Sehingga logos mendapat kedudukan istimewa dalam masyarakat Yunani.
Dengan logos yang bebas, terlihat penciptaan filsafat dan ilmu
pengetahuan, menghasilkan karya-karya seni yang mengagumkan segala jaman. Dari
hal ini sehingga dikenal adanya suatu sifat "Rasionalitas yang luar
biasa".[16]
Sebagai
negara kota (Polis), hukum di masing-masing negara kota saling berbeda.

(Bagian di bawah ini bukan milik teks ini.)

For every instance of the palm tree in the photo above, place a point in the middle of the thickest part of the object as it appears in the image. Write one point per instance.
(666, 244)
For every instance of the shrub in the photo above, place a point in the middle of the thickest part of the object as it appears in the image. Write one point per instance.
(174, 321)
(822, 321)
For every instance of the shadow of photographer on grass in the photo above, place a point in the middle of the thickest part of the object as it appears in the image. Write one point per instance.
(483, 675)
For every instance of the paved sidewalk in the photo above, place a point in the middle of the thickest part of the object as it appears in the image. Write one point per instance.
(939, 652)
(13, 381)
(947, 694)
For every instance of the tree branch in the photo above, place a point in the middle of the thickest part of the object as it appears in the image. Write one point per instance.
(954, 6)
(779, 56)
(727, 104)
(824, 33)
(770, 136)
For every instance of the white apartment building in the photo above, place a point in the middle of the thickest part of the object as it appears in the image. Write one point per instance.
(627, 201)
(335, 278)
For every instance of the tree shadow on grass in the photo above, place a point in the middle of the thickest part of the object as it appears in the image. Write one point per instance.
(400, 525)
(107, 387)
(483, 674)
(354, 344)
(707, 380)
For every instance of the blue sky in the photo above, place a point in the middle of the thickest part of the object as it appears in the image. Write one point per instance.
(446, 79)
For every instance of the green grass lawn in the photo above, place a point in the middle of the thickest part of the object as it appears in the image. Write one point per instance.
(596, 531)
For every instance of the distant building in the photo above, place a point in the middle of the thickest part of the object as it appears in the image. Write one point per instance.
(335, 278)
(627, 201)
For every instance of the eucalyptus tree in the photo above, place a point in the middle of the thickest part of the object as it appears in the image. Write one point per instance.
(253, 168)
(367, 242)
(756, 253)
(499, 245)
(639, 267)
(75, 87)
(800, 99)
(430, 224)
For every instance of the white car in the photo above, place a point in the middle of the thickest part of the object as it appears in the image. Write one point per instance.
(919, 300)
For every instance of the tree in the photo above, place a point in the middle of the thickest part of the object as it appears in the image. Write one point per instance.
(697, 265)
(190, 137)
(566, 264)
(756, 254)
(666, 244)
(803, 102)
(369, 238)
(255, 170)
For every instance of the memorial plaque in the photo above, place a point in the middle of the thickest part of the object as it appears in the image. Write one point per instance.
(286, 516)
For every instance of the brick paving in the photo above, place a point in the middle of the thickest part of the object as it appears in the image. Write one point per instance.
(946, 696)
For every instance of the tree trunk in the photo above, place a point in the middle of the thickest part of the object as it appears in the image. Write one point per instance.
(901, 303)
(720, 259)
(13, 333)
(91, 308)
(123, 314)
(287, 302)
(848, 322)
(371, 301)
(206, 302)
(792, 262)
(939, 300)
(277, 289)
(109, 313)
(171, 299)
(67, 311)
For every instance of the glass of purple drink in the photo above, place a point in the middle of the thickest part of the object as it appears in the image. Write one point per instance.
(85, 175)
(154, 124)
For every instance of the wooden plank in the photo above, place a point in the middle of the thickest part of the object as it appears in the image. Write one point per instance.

Akan tetapi, yang paling maju dan sering menjadi kiblat dari sistem hukum di
berbagai negara kota di Yunani adalah sistem hukum yang terdapat di Negara Kota
Athena. Perioda selama Socrates hidup seringkali dikatakan oleh sejarawan
sebagai zaman keemasan Athena. Pada tahun 480 SM, Bangsa Yunani telah
mengalahkan Bangsa Persia secara meyakinkan pada Pertempuran Salamis. Karenanya
pada perioda tersebut, situasi Athena dilimpahi kemakmuran, dan perdamaian, hingga
akhirnya melahirkan kultur adiluhung, suatu masa yang belum pernah dirasakan
oleh Bangsa Yunani sebelumnya. [17]
Apabila
ditelusuri lebih jauh, hukum Yunani sebenarnya sangat banyak dipengaruhi oleh
hukum Yahudi (dari Nabi Musa), yang bisa ditelusuri lagi berakar dari sistem
hukum Babilonia, bahkan hukum Sumeria (tempat berasal hukum dan ajaran Nabi
Ibrahim). Misalnya, hukum yang berkenaan dengan perdagangan Yunani, pada
prinsipnya merupakan hukum kebiasaan dari dunia Barat yang diperkenalkan oleh
bangsa Phoenician, yang aslinya sebenarnya berasal dari hukum Babilonia.[18]
Sistem
peradilan Yunani memakai sistem juri, sehingga kelihaian berorasi dari para
advokat di depan pengadilan sangat diperlukan untuk meyakinkan para juri yang
bukan ahli hukum dan pada umumnya tidak pernah belajar hukum tersebut. Di
samping sistem juri, sistem pemeriksaan saksi melalui proses eksaminasi silang
(cross examination) sudah dikenal di zaman Yunani, seperti yang pernah
dipraktekan dalam pengadilan Socrates.[19]
Situasi
sosial dan politik di Yunani beberapa abad sebelum Masehi sama seperti
Indonesia saat ini yang penuh dengan pejabat yang pandai bersilat lidah,
membohongi rakyat, mengesankan yang salah menjadi benar dan menjadikan yang
benar sebagai pesakitan. Keahlian membodohi rakyat ini terus saja dikembangkan
bahkan disusun sistem kaderisasi yang matang. Partai politik adalah lembaga
yang didirikan untuk membina orang-orang yang pandai menciptakan kesan yang
salah menjadi benar dan yang benar menjadi salah.
Socrates
tidak merasa tertarik untuk urusan politik, namun tetap setia menjalankan kewajibannya
sebagai warga negara, bahkan hukuman mati dia rela demi mentaati hukum
undang-undang Athena yang dijatuhinya. Perinsipnya untuk politik tidak dapat
dipisahkan dengan etika, tugas negara adalah memajukan kebahagiaan bagi warga
negara dan membuat jiwa mereka menjadi sebaik mungkin. Untuk itu seorang
penguasa mutlak memiliki pengetahuan tentang yang baik, karena keahlian yang
sungguh-sungguh bagi penguasa adalah menjamin terlaksananya kesejahteraan
negara karena adanya pengetahuan tentang "yang baik".[20]
C.
Teori Hukum: Hukum Sebagai Tatanan Kebajikan
Pemujaan
manusia Dionysian ala filsuf Ionia dan ketakpanggahan kaum Sofis terhadap
keutamaan logos, memunculkan reaksi kembar dari Socrates. Terhadap
filsuf Ionia. Socrates menampilkan tokoh anti tesis Apollonian yang berwatak
rasional, tertib, ramah dan bermoral. Sedangkan terhadap kaum Sofis, ia
memancangkan maskot ‘pribadi berintegritas’ (manusia yang menjunjung satunya kata dan tindakan).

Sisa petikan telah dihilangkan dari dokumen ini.